Fires burning in the far north forced the partial evacuation of four communities in northern Manitoba last week, as hot temperatures and lightning strikes combined to light up the dry forest.
All the residents have now been allowed to return home, with the last group of evacuees landing in Tadoule Lake about 2 p.m. today.
Tom Mirus, of Manitoba Conservation’s fire program, said the situation up north has now calmed down and efforts are shifting to the central region around The Pas and Grand Rapids, as well as eastern Manitoba.
The most threatening fire is burning near Baril Lake, on the southern edge of a large wood supply area located about 80 km north of Grand Rapids. More than 200 firefighters are successfully holding that fire at bay, while trying to preserve valuable lumber for the Tolko mill in The Pas.
No communities are currently threatened by fire.
Mirus is also concerned about eastern Manitoba, where weather and forest conditions are similar to what the north experienced last week.
A few new fires sparked there yesterday, including a two-hecatre one between Falcon and West Hawk Lakes in Whiteshell Provincial Park.

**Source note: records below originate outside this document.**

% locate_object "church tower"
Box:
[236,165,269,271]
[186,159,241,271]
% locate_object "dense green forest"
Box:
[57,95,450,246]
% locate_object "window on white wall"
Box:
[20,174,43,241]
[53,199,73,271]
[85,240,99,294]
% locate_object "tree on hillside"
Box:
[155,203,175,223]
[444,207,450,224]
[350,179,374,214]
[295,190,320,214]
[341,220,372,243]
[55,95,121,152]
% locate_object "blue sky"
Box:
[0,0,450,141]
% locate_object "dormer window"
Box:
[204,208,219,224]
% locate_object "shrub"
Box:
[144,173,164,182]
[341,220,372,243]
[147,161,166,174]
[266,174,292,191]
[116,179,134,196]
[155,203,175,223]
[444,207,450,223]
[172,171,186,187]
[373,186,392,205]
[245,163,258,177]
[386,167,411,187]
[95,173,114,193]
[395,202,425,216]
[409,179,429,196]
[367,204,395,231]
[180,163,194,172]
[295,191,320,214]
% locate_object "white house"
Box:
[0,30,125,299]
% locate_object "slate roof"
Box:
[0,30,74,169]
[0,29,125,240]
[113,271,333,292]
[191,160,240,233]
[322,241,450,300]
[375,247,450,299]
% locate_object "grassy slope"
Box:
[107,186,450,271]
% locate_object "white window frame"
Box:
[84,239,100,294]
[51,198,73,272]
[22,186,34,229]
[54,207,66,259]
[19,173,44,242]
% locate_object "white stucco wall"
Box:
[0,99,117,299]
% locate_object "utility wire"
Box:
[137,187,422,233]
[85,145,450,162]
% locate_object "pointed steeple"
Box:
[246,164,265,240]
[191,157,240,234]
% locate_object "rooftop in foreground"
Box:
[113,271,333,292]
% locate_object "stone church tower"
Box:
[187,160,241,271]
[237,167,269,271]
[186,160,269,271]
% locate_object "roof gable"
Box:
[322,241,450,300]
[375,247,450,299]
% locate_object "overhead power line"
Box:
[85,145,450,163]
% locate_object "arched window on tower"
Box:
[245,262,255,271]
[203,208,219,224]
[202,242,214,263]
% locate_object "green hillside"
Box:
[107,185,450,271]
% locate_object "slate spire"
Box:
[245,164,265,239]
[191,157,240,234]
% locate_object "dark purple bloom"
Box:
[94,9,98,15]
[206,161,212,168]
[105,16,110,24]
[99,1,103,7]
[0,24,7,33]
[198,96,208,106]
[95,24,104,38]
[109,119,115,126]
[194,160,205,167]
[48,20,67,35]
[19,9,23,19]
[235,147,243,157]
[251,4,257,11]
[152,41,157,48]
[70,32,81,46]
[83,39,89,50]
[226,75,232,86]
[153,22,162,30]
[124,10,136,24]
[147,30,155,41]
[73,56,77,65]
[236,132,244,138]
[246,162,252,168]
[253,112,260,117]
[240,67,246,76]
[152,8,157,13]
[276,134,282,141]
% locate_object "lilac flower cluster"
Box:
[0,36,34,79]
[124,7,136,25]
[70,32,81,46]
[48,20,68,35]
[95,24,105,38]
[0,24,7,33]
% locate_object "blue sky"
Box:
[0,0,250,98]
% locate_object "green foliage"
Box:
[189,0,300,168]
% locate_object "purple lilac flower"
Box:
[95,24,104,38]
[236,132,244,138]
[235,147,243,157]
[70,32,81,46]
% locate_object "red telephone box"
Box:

“When it popped up it was burning with thick black smoke and it was burning intensely,” said Mirus, who noted fire crews from Manitoba and Ontario, as well as cottagers, spotted it quickly enough that it was rapidly contained. Other fires in eastern Manitoba sparked up near Lac du Bonnet and Berens River.
Mirus said the province is “crossing its fingers” hoping today’s high winds don’t stir up smouldering bits ignited by recent lightning strikes in the east.